Le roman — celui qu’on appelle si plaisamment en français le roman-roman — est l’objet de mon mépris et de ma fascination. Mépris, quand, encore et encore, il est le réceptacle choisi — par commodité, par bêtise, par manque d’imagination — pour déposer une histoire, un plot, une petite pelote de relations humaines tristement semblable à la plupart de celles qui l’ont précédée dans ce même format. J’ai l’impression alors d’assister à une pièce de théâtre calamiteuse et interminable, et dont les décors seuls changeraient imperceptiblement — apparition d’un lave-linge, d’un téléphone portable, d’internet : avec quelques années de retard, nous voilà obligés de revivre tout le progrès technologique. La belle affaire ! — Bien sûr, il y a des moyens formels de moderniser le récipient, de Döblin et Dos Passos jusqu’à nos jours. Reste qu’on est de plus en plus à l’étroit dans cette boîte qui pourrait bien avoir les dimensions d’un cercueil, aussi vaste qu’elle paraisse au premier coup d’œil.
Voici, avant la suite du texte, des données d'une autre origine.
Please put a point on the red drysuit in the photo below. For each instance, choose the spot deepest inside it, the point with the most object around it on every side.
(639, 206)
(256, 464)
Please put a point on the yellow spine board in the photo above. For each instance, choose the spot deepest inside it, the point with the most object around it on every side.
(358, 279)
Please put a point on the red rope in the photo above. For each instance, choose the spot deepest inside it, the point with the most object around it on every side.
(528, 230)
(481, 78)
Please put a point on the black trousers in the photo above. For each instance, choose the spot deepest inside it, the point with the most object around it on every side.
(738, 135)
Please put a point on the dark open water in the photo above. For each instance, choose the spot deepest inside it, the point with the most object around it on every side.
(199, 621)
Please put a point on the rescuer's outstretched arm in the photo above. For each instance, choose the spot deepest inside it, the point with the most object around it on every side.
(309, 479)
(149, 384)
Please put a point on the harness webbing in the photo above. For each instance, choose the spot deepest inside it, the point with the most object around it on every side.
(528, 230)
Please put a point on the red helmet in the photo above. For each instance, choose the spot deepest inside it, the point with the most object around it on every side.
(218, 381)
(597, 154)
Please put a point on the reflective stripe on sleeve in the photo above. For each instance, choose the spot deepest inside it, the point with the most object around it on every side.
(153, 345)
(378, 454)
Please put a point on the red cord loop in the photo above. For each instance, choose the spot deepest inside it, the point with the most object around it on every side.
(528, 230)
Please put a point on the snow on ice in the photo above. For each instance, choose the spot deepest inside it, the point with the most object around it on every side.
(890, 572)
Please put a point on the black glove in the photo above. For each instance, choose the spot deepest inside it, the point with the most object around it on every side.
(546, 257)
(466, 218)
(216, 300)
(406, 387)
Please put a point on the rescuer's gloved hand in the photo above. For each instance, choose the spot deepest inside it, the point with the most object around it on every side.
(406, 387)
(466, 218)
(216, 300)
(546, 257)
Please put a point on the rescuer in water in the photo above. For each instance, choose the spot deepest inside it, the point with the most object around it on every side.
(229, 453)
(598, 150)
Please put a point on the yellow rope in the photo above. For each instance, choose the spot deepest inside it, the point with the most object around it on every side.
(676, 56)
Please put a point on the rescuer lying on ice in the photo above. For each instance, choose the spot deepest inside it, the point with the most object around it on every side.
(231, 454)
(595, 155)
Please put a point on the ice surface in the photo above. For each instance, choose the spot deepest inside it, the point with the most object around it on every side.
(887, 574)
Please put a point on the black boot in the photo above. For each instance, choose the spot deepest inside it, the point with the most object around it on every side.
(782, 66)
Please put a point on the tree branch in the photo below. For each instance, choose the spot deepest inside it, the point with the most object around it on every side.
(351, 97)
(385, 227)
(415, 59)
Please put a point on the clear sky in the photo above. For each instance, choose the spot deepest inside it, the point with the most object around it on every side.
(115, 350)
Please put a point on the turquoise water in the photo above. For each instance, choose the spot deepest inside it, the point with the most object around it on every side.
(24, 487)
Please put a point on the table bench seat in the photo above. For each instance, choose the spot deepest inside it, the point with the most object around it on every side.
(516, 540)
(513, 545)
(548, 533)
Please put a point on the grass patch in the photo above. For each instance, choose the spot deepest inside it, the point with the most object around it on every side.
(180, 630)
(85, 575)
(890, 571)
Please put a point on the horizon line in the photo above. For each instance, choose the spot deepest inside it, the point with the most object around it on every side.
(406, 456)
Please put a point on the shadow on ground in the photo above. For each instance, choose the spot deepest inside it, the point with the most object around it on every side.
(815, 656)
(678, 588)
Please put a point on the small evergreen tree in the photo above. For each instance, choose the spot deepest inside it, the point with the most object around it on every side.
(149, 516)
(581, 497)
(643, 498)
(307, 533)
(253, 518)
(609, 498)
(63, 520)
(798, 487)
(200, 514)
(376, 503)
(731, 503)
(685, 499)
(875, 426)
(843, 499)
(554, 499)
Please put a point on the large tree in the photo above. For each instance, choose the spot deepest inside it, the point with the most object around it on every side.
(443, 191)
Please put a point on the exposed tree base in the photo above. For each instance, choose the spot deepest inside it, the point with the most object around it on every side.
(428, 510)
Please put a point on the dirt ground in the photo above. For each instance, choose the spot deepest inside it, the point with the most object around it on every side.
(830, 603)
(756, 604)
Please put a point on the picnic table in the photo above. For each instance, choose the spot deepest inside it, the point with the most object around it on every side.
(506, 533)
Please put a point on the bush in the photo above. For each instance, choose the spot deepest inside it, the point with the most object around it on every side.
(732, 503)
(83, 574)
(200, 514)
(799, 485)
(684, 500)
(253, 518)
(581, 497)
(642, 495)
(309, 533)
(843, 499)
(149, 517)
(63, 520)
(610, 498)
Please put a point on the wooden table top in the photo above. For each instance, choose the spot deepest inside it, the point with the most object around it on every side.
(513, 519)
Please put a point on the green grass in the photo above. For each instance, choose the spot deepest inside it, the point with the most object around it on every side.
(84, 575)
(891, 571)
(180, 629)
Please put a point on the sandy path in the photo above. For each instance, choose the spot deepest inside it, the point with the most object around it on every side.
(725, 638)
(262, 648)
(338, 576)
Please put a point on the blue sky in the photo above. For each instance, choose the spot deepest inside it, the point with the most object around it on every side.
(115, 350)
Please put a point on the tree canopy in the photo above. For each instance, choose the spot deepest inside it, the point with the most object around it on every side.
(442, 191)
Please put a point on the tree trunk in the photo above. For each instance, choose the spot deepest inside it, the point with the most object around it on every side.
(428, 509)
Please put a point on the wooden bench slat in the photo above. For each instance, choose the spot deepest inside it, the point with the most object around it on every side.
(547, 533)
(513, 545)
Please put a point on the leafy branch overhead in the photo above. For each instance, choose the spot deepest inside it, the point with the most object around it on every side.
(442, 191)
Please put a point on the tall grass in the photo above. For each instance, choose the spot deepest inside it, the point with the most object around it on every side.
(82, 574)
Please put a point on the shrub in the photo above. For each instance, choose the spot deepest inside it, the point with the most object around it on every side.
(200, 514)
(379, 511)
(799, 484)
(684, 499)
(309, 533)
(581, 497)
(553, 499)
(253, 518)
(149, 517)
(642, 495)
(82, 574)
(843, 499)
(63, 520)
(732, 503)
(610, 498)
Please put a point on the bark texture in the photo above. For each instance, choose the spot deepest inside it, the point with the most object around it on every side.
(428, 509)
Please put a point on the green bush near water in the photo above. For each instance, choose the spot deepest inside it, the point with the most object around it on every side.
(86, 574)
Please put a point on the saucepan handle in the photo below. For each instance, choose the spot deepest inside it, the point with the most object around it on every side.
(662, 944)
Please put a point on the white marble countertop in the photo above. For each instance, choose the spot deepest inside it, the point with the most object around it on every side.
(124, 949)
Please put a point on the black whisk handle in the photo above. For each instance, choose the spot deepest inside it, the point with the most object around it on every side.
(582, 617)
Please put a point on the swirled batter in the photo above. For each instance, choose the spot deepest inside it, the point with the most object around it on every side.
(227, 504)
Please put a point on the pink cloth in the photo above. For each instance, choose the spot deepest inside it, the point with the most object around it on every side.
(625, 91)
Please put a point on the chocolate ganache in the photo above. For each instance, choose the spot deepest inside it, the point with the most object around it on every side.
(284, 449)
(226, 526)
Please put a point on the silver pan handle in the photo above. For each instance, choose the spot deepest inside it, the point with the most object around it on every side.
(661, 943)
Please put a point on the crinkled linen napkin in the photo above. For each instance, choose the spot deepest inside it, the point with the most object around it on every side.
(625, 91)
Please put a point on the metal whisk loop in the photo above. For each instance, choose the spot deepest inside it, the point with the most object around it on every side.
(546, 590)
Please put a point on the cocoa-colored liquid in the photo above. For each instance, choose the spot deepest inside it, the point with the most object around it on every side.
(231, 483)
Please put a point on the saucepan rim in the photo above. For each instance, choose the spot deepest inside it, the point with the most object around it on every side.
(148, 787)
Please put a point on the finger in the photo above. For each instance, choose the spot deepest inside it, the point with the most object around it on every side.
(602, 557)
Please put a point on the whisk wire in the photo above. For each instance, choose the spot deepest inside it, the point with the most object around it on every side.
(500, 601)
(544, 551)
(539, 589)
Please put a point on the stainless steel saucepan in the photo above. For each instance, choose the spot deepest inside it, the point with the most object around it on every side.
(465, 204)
Quelqu’un peut-il me donner une bonne raison de nous entasser tous là-dedans, alors qu’il y a encore tant de place dehors ? Il reste à écrire des Mémoires de l’avenir et celles des chats de gouttière, la nouvelle-ciel et le poème-terre (et la pomme de terre en a assez d’être invariablement écrasée ou débitée en bâtonnets, elle est également candidate à fournir une nouvelle forme littéraire), il y a le Compte à rebours, le Conte de diablesse et le Journal d’un mort, il y a la petite Bulle de paroles qui ne demande qu’à gonfler, sans parler de la Tragédie bourgeoise pour marionnettes dont la case est presque vide encore. Alors pourquoi, pour l’amour des livres, se cantonner au sempiternel roman ?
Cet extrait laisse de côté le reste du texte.